The agricultural industry is changing. Farms are becoming larger, machinery is getting bigger and manpower is getting less.

It could be argued that these are just the ingredients to guarantee that the future of the contracting business is assured. But it is not a simple as that – theres an awful lot of money needed to be invested (and risked) if contractors are to keep up with the demands of modern farming practices.

In this issue of Contractor Update we take a look at the opportunities for whole farm contracting and discuss the financial advantages such operations may hold for contractor and farmer alike.

Complementing this informative article is a piece on how a contractor gears his machinery investment to his annual work load – not, it seems, an easy task to get right.
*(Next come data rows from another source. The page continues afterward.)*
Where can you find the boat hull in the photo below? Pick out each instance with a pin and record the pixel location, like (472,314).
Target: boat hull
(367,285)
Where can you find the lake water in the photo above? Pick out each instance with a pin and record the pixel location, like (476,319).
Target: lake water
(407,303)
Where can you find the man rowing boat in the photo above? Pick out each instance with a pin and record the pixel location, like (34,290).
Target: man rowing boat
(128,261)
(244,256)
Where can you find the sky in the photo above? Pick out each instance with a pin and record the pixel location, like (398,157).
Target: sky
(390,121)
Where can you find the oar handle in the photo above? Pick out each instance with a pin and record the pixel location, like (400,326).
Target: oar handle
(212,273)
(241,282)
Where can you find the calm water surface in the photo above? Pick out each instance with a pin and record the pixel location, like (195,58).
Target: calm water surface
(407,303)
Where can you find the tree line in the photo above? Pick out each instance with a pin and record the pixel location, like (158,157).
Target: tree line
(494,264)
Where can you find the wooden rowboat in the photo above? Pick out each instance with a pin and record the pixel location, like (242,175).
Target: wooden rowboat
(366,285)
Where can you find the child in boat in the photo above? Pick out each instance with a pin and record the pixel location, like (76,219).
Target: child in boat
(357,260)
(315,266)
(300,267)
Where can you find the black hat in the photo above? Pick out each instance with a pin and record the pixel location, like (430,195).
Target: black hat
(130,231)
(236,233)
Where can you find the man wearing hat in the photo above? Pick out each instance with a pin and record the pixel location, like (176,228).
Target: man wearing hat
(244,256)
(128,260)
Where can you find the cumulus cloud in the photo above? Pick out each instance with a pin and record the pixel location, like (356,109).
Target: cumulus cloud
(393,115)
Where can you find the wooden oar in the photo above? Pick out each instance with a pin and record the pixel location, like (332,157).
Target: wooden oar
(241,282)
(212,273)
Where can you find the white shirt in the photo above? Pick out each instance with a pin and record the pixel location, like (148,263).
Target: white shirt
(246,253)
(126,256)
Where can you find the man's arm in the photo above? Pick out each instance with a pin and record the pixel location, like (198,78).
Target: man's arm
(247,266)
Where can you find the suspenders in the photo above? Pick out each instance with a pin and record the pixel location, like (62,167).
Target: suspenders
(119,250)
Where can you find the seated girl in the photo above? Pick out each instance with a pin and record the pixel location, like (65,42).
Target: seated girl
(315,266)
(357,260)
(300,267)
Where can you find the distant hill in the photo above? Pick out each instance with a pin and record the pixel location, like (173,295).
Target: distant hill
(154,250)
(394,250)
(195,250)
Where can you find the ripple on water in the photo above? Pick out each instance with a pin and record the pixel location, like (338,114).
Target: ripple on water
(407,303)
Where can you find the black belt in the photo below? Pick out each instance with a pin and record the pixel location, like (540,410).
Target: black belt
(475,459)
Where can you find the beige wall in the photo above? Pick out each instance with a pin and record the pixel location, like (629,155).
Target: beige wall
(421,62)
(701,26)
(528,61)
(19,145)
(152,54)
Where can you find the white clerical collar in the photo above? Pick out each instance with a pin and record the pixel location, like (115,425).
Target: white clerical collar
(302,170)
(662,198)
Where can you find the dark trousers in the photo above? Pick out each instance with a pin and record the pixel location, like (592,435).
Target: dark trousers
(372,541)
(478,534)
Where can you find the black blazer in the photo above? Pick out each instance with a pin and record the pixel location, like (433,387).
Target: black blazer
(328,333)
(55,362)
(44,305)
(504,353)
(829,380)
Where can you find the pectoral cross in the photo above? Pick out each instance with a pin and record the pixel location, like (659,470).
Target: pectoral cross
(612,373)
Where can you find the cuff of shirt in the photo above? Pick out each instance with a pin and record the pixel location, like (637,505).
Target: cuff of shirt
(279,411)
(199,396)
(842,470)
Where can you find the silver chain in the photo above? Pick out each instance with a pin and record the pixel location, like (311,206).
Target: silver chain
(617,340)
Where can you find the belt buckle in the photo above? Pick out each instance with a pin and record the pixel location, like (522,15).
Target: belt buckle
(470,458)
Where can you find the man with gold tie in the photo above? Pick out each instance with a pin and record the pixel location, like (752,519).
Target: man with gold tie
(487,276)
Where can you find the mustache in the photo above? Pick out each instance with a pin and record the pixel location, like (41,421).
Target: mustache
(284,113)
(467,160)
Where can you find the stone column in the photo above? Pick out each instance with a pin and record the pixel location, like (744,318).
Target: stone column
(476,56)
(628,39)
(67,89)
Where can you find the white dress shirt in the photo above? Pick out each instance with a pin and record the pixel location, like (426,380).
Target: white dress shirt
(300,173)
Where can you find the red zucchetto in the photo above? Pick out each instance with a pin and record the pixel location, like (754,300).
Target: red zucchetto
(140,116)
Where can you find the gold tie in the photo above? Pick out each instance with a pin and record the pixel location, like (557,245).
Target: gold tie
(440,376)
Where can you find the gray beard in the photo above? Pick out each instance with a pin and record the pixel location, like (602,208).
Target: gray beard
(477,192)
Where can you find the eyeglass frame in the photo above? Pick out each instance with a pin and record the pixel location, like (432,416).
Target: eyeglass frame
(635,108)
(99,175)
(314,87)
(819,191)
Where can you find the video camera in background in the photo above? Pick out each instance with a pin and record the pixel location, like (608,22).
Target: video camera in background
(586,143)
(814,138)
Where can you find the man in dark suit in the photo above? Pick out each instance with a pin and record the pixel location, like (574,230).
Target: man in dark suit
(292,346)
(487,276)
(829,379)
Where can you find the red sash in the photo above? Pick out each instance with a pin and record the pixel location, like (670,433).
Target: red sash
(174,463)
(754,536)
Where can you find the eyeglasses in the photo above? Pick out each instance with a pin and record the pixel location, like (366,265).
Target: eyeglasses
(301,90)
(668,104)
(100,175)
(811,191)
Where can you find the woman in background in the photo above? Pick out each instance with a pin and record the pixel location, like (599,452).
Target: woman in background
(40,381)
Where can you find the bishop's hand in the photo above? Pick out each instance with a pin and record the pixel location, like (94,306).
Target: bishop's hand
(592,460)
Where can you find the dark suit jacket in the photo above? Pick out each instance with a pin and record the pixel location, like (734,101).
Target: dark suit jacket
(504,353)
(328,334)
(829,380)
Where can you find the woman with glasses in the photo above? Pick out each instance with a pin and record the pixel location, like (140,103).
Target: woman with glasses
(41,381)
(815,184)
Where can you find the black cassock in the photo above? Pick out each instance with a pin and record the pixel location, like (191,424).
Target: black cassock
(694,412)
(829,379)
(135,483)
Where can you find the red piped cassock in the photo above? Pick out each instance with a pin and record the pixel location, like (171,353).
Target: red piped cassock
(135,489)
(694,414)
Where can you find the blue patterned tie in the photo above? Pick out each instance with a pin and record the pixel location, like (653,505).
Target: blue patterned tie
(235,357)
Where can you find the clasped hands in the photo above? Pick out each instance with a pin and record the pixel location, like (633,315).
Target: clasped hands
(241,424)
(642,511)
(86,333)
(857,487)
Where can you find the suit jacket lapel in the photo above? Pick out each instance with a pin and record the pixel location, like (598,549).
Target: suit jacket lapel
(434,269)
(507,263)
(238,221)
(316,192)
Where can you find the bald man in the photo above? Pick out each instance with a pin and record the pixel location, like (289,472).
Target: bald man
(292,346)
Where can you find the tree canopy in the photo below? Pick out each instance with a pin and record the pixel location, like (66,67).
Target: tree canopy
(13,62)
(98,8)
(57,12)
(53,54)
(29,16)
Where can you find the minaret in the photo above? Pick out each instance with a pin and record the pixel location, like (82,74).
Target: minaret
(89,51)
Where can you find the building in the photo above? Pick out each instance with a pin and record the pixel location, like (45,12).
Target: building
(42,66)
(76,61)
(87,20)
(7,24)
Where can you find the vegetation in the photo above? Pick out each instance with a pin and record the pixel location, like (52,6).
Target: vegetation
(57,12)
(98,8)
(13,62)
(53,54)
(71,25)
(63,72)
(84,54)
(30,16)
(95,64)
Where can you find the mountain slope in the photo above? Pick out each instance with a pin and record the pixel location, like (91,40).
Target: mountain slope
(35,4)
For those contractors looking to diversify their operations we have opportunities to discover grain maize and short rotation coppicing. Grain maize for one West Sussex contractor is proving to be a profitable enterprise. Harvested in late autumn, it has enabled his combines to be earning good money when most others are under the barn.

Coppicing clearly has a high potential for contractors with the specialist machinery it requires to harvest. But the question is when will this potential be realised? Lack of financial support would appear to be hampering its development but we are assured it will happen.

Finally, of interest to all machinery owners is a way of ensuring that tractors and implements dont get stolen, or if they do they are easily traced. Its a high tech, high cost solution but one which could be worth the investment when the high cost of machinery is considered.